Osteopathische und manuelle Behandlung für Hunde 

Du kennst deinen Hund am besten.

Oft sind es nicht die großen, eindeutigen Veränderungen, die zuerst auffallen, sondern eher Kleinigkeiten: Dein Hund läuft steifer, steht schwerer auf, springt nicht mehr so gern ins Auto, belastet eine Seite anders oder wirkt beim Anfassen empfindlicher als sonst.
Manchmal ist es auch einfach dieses Gefühl: „Irgendetwas stimmt nicht.“

Genau dieses Gefühl darf ernst genommen werden.

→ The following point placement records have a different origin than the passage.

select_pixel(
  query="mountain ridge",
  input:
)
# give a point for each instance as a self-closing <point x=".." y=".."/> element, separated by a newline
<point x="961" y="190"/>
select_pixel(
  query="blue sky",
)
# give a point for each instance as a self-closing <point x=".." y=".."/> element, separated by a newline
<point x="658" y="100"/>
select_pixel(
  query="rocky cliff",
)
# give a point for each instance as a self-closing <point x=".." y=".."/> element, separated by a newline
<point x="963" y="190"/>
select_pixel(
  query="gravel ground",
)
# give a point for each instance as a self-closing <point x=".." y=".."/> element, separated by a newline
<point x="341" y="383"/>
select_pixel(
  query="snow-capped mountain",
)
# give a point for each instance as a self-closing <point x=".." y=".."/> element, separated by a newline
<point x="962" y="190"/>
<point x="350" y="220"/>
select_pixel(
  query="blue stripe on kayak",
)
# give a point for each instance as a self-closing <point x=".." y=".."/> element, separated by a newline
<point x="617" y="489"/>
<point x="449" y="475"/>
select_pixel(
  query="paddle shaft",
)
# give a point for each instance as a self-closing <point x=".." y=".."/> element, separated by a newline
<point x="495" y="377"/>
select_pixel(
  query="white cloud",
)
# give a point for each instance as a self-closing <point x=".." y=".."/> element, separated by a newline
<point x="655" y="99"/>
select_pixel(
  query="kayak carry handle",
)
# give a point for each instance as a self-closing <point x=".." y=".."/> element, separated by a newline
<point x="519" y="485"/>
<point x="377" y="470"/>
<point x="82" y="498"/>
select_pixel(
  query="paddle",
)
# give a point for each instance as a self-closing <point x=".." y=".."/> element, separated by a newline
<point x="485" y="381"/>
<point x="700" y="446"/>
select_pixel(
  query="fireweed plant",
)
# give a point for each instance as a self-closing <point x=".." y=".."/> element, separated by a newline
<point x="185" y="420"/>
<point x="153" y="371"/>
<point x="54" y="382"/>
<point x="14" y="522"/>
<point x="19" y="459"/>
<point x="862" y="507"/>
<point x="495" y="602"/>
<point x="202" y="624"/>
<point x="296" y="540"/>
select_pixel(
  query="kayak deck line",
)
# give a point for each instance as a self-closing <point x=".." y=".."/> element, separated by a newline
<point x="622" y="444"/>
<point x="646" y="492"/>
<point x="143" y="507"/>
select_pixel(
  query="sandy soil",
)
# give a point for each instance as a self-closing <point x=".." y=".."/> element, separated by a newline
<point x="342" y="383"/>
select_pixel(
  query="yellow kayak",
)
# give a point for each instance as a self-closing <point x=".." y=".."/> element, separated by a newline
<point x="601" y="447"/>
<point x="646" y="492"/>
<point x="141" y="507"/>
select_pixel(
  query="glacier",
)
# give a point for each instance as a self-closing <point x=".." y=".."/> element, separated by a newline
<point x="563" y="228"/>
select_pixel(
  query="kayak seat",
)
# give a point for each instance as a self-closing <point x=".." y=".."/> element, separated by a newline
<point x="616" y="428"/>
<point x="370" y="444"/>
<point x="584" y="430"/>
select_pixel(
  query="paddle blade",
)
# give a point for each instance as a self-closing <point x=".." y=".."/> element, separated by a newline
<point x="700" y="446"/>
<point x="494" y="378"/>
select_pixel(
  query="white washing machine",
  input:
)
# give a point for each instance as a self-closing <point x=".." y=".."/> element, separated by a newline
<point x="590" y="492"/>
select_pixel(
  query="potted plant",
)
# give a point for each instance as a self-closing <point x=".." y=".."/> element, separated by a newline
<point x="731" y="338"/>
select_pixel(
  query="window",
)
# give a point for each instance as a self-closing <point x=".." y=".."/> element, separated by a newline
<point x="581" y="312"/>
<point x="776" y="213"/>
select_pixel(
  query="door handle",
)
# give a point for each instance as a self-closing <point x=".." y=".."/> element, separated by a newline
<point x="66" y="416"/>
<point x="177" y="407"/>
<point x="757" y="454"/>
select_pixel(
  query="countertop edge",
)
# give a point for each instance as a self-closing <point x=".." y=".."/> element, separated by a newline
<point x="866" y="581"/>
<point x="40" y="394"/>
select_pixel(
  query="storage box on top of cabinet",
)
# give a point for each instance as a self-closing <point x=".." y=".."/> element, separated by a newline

Ich behandle Hunde osteopathisch und manuell mit einem ruhigen, ganzheitlichen Blick. Dabei schaue ich nicht nur auf einzelne Symptome, sondern auf den gesamten Hund: Bewegung, Haltung, Muskelspannung, Vorgeschichte, Alltag und das, was dir als Besitzer auffällt.

Mir ist wichtig, nicht nach einem starren Schema zu arbeiten. Jeder Hund bringt seine eigene Geschichte mit – körperlich, aber auch vom Wesen her. Deshalb passe ich die Behandlung an deinen Hund, seinen Befund und seine Möglichkeiten an. 

 Wann kann eine Behandlung sinnvoll sein? 

  
Eine Behandlung kann sinnvoll sein, wenn dein Hund sich nicht mehr so frei, gleichmäßig oder harmonisch bewegt wie gewohnt.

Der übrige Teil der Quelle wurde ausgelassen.